Pretrained Word embeddings + on the fly unknown word embedding?

raja · February 14, 2018, 4:23am

I am looking for a way to handle unknown words on the fly in the encoder side. I want to freeze pre-trained word embeddings during training. And for words that are not in pre-trained embeddings I would like to generate custom word embeddings based on some logic (char n-gram, morphology etc.,).

embedding = nn.Embedding(num_embedding, embedding_dim)
embedding.weight = nn.Parameter(pretrained_embedding)
embedding.weight.requires_grad = False

In the forward function, while I get embedded = self.embedding(word_inputs) is there a way to do get custom representation for unknown words in the embedded tensor?
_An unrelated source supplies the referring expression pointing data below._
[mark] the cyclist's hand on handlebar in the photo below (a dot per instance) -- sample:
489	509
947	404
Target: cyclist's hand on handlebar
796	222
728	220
Since the embedding matrix dimension is fixed I am not sure how to do this?

Any help is much appreciated.

mobius · June 30, 2018, 10:09am

So I’ve been thinking pretty much the same lately and in the light of FastText embeddings which by default produce UOV embeddings by using ngrams of words during training it makes more sense to have something in the nn.Embedding to handle such functionality.

Currently what I’ve been doing (I’m not sure is 100% correct) is the following:

def encode(self, data):
        encoded_sentences = []

        for sentence in data:
            for word in sentence:
                if word not in self.wordToIndex:
                    self.indexToWord.append(word)

                    idx = len(self.indexToWord) - 1
                    self.wordToIndex[word] = idx

                    # Get the current embeddings or create them on the fly (in your case)
                    self.vectors[idx] = self._embeddings[word]
                else:
                    idx = self.wordToIndex[word]

                encoded_sentence.append(idx)

            encoded_sentences.append(encoded_sentence)

Then the plan is to pass the .vectors property to the nn.Embedding weights. However this is really slow, considering that you have to go through every word just to create the weights to add to the nn.Embedding layer

What I don’t get is why not skip the whole word to index -> index to embedding step and have nn.Embedding handle words directly?